EcoSta 2021: Start Registration
View Submission - EcoSta2021
A0563
Title: Sparse common and distinctive covariates logistic regression: Classification method for high-dimensional multiblock data Authors:  Soogeun Park - Tilburg University (Netherlands) [presenting]
Eva Ceulemans - University of Leuven (Belgium)
Katrijn Van Deun - Tilburg University (Netherlands)

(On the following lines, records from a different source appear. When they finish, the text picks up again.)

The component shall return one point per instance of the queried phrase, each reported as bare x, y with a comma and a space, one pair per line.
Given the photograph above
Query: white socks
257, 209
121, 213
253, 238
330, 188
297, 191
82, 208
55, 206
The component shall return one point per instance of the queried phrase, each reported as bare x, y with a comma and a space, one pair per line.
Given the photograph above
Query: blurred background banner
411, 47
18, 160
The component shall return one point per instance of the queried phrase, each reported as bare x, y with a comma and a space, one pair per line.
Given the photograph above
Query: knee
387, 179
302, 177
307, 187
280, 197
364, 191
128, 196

Abstract: Datasets comprised of large sets of variables from multiple sources concerning the same observation units are becoming more widespread today. Constructing a classification model in the context of such high-dimensional and multi-block datasets involves a multitude of challenges: variable selection, classification of the response variable and identification of processes at play underneath the predictors. These processes are of particular interest in the setting of multi-block data because they can either be associated individually with single data blocks or jointly with multiple blocks. Many methods have addressed the classification problem in high-dimensionality for a single block of data. However, the additional challenge of capturing and distinguishing distinctive and joint processes from multi-block data has not received sufficient attention. To this end, we propose Sparse Common and Distinctive Covariates Logistic Regression (SCD-Cov-logR). The method extends principal covariates regression to multi-block settings and combines with generalized linear modeling framework to allow classification of a categorical response while revealing predictive processes that involve single or multiple data blocks. In a simulation study, SCD-Cov-logR resulted in outperformance compared to related methods commonly used in behavioural sciences.